Researchers are finding a way to pull carbon out of the air and turn it into jet fuel

The start of electric flying is upon us, but it will take Many more years Before the average environmental activist could fly guilt-free in a long-haul electric plane.

Meanwhile, scientists are trying to make the commercial aircraft we already have more sustainable, and one of the best ways to do that is to change the fuel they consume.

Instead of spitting out carbon dioxide (CO2In the atmosphere, researchers at the University of Oxford and the University of Cambridge in the United Kingdom have now come up with a way for airplanes to capture this gas from the air and burn it for fuel.

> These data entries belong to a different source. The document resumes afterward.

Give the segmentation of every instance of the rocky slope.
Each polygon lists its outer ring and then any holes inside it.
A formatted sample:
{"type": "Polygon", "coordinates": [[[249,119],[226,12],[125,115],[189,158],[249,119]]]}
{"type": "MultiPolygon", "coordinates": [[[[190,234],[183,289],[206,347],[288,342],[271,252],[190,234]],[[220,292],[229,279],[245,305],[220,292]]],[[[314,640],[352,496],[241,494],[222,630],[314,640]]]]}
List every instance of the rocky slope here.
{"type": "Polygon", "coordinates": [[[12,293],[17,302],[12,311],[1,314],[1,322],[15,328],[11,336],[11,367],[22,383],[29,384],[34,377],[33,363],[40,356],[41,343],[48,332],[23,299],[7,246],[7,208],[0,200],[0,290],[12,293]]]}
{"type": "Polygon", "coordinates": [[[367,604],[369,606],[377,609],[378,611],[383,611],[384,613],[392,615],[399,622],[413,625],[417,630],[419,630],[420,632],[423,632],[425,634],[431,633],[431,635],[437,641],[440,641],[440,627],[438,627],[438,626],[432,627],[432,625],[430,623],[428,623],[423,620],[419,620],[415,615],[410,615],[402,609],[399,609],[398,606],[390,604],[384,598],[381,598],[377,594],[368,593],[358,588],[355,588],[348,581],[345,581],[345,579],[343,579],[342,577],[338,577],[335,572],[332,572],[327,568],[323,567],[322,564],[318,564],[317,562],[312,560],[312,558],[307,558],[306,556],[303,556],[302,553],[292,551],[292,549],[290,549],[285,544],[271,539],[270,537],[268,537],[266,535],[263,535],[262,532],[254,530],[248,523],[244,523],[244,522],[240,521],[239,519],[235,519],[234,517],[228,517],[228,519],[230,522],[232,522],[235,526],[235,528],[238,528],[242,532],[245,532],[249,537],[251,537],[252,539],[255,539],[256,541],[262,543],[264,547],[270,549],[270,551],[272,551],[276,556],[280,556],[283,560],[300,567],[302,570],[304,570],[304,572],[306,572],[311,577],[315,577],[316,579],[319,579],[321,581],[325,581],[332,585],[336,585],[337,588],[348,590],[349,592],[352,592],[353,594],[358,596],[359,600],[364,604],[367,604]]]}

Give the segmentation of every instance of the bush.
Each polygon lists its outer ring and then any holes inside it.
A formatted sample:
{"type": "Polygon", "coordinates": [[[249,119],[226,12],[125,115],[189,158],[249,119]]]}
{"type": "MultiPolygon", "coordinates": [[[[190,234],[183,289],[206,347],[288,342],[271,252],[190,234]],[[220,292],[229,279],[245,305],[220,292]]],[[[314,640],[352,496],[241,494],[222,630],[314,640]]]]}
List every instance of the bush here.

Instead of creating an entirely new fleet of electric aircraft, which would require massive leaps in battery storage technology, this new approach will allow the world to reduce the carbon emissions from flying much sooner. That is if it proves to work on a larger scale.

In the lab, researchers were able to capture and convert carbon dioxide2 Directly into aviation fuel using inexpensive iron-based catalyst.

The amount of liquid fuel produced is still far too small to power an actual aircraft, but if it could capture fossil fuels from the air in large enough quantities, convert it into energy with high enough efficiency and then re-launch it, the aircraft could theoretically fly carbon emissions.

“This catalytic process provides an attractive pathway not only to reduce carbon dioxide emissions but also to produce sustainable renewable jet fuels.” Write.

“Recycling carbon dioxide as a source of carbon for both high-value fuels and chemicals offers great potential for both the aviation and petrochemical industries.”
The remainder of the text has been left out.